Du même auteur d’Alger, le cri, L’Effacement de Samir Toumi, publié aux éditions Barzakh en 2016, témoigne sur l’étrange cas psychiatrique (syndrome de l’effacement) qui a atteint le fils de l’un des plus grands bâtisseurs de l’Algérie indépendante, le grand si Hassan.

Nous ferons la connaissance d’un personnage passif, morne, suspicieux, stoïque et dégoûté de son entourage professionnel, qui verra son reflet disparaît étrangement devant le miroir…. Le récit, conté à la première personne du singulier à travers la voix de ce personnage encroûté dans son quotidien morose, relate le terrifiant malaise qu’il lui est parvenu le jour de ses 44 ans. Après avoir pris une douche matinale, celui-ci se met face au miroir et, à sa grande stupeur, la glace refuse de refléter ses traits faciaux et corporels. Affolé à l’idée de ne plus revoir son reflet, l’anonyme quadragénaire se trouve un psychothérapeute, le Docteur B. Celui-ci essayera, tout au long du traitement, de lui poser des questions sur sa vie sociale, personnelle, et plus précisément, familiale.

Assemblé en trois parties L’Effacement, Oran et Absences, ce roman déroutant lève le voile sur une génération post-indépendante étiolée sous l’ombre de l’héroïsme mystifié de la libération algérienne.
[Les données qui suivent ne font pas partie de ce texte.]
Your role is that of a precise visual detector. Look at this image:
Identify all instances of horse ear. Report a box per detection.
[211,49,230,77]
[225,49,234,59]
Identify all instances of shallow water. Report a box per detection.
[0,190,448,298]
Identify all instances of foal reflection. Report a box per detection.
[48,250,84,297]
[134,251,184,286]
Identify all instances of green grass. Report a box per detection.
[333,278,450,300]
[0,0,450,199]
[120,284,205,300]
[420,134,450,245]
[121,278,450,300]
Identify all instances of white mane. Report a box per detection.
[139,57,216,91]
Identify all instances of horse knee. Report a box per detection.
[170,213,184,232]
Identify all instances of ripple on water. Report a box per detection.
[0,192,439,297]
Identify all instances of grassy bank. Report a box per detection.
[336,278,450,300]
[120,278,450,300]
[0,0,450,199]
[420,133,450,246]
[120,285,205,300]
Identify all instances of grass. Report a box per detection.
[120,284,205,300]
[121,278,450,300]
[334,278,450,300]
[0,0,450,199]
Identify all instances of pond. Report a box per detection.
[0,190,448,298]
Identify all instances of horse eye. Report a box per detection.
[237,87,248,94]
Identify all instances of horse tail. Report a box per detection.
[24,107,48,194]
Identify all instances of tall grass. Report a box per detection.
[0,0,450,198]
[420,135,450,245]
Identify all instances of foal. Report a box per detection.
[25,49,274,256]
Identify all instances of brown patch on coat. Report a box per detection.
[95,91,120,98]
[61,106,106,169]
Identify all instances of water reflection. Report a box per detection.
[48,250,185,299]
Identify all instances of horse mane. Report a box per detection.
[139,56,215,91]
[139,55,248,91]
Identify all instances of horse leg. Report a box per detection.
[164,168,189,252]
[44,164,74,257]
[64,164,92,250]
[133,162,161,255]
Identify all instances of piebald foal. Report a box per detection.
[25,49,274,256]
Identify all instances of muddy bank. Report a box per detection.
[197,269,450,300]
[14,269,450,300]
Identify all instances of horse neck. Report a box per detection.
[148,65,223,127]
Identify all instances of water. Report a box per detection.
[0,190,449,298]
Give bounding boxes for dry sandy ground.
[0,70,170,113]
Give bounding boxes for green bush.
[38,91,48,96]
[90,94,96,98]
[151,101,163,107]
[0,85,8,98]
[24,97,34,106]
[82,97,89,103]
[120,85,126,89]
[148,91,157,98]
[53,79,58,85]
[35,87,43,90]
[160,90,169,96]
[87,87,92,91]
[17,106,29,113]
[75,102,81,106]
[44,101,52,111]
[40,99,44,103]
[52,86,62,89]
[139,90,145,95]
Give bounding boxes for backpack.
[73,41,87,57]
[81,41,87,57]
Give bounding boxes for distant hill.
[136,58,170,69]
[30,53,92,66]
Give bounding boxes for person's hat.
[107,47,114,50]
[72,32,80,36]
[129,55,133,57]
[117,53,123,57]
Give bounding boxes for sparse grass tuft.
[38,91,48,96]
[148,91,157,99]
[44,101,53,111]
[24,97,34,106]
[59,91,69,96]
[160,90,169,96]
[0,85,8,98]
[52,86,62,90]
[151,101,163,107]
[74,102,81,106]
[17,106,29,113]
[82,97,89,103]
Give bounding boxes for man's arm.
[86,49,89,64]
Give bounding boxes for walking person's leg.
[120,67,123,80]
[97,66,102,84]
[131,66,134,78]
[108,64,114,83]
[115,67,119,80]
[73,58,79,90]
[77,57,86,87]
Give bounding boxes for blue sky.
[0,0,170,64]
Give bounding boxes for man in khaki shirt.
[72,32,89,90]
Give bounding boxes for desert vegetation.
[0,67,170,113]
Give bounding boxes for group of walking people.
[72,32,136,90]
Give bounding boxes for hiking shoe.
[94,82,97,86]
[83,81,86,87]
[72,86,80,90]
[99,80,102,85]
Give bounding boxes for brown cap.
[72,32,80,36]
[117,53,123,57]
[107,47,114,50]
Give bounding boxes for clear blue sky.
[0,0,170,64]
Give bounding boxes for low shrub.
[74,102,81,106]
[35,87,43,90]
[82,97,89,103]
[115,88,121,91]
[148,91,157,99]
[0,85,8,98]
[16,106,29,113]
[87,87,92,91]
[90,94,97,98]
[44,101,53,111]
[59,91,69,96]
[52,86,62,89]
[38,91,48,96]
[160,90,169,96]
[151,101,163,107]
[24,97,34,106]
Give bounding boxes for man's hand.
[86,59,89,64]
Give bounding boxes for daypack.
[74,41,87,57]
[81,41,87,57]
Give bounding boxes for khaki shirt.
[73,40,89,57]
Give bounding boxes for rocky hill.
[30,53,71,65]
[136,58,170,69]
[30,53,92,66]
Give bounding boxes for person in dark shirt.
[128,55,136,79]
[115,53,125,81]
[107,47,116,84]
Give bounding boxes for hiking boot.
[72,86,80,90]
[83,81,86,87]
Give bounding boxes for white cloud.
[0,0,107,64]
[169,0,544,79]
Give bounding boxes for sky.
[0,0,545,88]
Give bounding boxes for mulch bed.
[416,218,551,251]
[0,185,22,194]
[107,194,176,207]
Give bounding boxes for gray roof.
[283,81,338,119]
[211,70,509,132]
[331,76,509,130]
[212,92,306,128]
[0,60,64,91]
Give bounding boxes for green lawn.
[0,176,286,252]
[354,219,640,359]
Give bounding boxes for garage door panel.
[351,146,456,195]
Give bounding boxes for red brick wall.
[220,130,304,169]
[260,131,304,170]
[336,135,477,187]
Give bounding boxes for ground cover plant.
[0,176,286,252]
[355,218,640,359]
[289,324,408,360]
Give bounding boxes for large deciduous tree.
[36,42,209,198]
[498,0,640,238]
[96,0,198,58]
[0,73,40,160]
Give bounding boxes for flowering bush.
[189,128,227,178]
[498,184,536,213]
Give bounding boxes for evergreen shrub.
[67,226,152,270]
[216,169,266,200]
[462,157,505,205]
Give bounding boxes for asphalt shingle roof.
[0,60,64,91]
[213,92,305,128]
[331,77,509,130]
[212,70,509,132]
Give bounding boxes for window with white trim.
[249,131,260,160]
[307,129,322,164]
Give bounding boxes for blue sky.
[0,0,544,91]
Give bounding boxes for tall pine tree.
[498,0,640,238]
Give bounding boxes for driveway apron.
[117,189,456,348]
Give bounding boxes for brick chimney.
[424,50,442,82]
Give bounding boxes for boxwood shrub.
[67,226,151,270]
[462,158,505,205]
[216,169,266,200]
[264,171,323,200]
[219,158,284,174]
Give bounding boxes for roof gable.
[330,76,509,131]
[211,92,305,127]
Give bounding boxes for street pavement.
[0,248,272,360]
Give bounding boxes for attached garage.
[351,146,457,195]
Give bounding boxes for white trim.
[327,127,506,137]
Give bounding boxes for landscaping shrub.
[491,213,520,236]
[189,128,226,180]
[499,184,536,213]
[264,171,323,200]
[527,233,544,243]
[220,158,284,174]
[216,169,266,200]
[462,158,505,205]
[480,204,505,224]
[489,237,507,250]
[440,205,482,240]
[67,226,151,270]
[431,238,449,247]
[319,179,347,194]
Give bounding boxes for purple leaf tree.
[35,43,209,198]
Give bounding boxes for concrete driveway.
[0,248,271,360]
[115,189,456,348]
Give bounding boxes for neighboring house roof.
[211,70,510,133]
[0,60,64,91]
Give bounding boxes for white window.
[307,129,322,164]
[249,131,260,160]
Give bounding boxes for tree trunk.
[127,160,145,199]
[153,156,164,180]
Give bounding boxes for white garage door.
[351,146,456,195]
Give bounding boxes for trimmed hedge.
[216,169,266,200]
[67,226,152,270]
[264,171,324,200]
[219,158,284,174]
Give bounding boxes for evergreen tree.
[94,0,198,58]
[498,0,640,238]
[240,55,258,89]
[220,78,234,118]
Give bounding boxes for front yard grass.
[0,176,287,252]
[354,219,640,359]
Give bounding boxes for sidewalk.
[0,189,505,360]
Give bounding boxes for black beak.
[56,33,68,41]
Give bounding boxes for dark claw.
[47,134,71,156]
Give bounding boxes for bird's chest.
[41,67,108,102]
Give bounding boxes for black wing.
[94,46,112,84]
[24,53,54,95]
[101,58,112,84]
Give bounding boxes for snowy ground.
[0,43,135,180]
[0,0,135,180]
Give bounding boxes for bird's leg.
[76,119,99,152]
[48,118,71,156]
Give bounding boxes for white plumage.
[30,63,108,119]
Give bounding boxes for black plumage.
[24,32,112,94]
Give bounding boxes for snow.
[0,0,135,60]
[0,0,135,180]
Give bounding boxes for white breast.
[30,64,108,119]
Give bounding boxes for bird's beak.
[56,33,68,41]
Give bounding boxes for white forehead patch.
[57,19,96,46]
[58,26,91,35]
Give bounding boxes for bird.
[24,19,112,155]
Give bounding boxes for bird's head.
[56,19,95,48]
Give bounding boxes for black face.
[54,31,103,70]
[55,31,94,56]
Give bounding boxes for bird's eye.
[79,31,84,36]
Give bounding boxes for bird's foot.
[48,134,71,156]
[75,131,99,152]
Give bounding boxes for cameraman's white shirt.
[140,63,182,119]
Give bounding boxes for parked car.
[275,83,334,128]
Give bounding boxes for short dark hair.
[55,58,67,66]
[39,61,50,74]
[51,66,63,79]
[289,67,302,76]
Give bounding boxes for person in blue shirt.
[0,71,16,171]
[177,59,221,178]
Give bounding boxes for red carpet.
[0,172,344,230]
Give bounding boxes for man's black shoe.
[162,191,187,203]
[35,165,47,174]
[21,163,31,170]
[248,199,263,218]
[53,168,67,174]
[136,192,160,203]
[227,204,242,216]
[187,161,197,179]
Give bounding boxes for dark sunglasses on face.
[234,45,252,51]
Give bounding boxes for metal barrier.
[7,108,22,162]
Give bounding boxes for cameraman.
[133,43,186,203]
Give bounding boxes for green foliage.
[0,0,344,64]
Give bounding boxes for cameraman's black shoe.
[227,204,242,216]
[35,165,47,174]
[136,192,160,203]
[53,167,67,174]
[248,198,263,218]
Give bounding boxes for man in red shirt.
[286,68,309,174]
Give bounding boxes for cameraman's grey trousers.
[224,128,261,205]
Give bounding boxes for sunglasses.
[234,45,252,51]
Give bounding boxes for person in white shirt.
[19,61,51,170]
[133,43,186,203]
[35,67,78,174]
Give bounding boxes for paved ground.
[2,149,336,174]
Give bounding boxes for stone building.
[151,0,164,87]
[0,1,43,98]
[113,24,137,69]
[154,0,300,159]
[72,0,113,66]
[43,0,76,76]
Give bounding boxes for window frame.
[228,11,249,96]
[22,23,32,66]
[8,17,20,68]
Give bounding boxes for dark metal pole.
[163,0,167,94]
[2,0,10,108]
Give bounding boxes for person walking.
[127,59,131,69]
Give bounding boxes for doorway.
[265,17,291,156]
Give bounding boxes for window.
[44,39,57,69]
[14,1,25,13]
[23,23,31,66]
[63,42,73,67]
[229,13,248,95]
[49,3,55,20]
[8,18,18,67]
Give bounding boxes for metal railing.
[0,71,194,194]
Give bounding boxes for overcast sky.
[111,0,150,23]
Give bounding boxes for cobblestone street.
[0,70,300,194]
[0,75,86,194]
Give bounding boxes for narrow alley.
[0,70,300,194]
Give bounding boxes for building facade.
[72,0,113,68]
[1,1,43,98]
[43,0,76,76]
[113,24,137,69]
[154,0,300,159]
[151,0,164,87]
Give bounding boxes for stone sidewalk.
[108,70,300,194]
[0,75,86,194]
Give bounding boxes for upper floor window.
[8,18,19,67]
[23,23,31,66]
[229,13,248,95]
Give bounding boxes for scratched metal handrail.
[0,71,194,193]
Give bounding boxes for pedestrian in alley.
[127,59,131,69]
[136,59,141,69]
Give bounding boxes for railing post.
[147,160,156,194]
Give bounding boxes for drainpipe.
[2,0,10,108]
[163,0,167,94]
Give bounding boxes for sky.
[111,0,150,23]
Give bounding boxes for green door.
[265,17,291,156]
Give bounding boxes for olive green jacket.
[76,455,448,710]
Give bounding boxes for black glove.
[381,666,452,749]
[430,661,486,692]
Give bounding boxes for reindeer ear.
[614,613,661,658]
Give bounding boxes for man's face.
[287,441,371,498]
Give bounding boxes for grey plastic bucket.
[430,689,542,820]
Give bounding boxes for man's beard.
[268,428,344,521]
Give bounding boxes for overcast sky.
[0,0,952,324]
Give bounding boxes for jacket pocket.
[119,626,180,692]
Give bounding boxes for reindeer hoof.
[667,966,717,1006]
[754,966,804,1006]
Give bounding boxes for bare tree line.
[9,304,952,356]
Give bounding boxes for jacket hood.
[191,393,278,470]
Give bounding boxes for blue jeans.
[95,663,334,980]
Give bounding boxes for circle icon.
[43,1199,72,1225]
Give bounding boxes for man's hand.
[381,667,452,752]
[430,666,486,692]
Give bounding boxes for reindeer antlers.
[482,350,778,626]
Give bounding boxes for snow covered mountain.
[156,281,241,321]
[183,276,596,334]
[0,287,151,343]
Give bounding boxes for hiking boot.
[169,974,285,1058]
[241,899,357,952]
Cette filiation, rédemptrice mais à la fois égocentrique, que constituent les pères, va alors rendre les enfants qu’elle a engendrés de cette guerre des personnes passives, molles et apathiques. Des gens insatisfaits de leur présent, toutefois intérieurement incapables de faire quoi que ce soit pour l’améliorer. Et ce à cause de l’endoctrinement politique, social et historique handicapant qui, à chaque révolte ou soupir, fait sortir sa carte de moudjahid en vue de rappeler et de bien marteler la mémoire de ceux qui ont sacrifié leur vie pour l’indépendance. Le quotidien de ce personnage discret se résume alors au rituel d’une remémoration continuelle de son défunt père, le héros incontesté de la guerre d’Algérie. Ne connaissant pas son père à défaut d’un respect incandescent qui ne lui a pas permis d’approcher cette masse imposante et respectée qu’était son père, le non héros va l’imaginer à ses côtés pendant les jours qu’il passera à la maison de repos. Mon père c’est l’enfer Aussi claire que cette déclaration peut l’être, elle vulgarise l’immense sentiment de peur et de culpabilité inhumées dans cet être. Il est tout de même substantiel de comprendre que ce désarroi psychologique et sentimental (qui se manifeste par le dégoût et plus tard, à travers la dépression) est tout à fait difficile de subsister avec sans y perdre, comme dans ce cas, la raison. Cette métaphore du miroir, ou cette symbolique de la perception externe et interne de cette catégorie sociale, révèle le mal-être qui règne dans la société moderne mais si nostalgique, sinon forcée à l’être. D’un point de vue historique, il est vrai que chaque révolution triomphante, fossilise le cours de son histoire dans le temps. Un passé douloureux pour les uns mais si fructueux pour d’autres, tel est le présent de cette Algérie. C’est à travers cet échantillon que Samir Toumi a interprété l’acerbe malaise qui frappe la progéniture même de cette révolution, aussi étrange qu’aliénante.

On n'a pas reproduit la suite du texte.